MDQE: Mining Discriminative Query Embeddings to Segment Occluded
Instances on Challenging Videos
- URL: http://arxiv.org/abs/2303.14395v1
- Date: Sat, 25 Mar 2023 08:13:36 GMT
- Title: MDQE: Mining Discriminative Query Embeddings to Segment Occluded
Instances on Challenging Videos
- Authors: Minghan Li and Shuai Li and Wangmeng Xiang and Lei Zhang
- Abstract summary: We propose to mine discriminative query embeddings (MDQE) to segment occluded instances on challenging videos.
The proposed MDQE is the first VIS method with per-clip input that achieves state-of-the-art results on challenging videos and competitive performance on simple videos.

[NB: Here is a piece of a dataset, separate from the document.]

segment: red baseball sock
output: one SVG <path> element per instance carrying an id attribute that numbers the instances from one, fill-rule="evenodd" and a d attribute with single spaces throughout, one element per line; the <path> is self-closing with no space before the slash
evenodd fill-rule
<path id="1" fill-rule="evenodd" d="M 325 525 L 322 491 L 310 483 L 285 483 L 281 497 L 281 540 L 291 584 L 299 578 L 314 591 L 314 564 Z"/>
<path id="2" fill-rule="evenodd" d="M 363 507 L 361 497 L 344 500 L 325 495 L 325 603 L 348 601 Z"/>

- Score: 18.041697331616948
- License: http://creativecommons.org/licenses/by-nc-nd/4.0/
- Abstract: While impressive progress has been achieved, video instance segmentation
(VIS) methods with per-clip input often fail on challenging videos with
occluded objects and crowded scenes. This is mainly because instance queries in
these methods cannot encode well the discriminative embeddings of instances,
making the query-based segmenter difficult to distinguish those `hard'
instances. To address these issues, we propose to mine discriminative query
embeddings (MDQE) to segment occluded instances on challenging videos. First,
we initialize the positional embeddings and content features of object queries
by considering their spatial contextual information and the inter-frame object
motion. Second, we propose an inter-instance mask repulsion loss to distance
each instance from its nearby non-target instances. The proposed MDQE is the
first VIS method with per-clip input that achieves state-of-the-art results on
challenging videos and competitive performance on simple videos. In specific,
MDQE with ResNet50 achieves 33.0\% and 44.5\% mask AP on OVIS and YouTube-VIS
2021, respectively. Code of MDQE can be found at
\url{https://github.com/MinghanLi/MDQE_CVPR2023}.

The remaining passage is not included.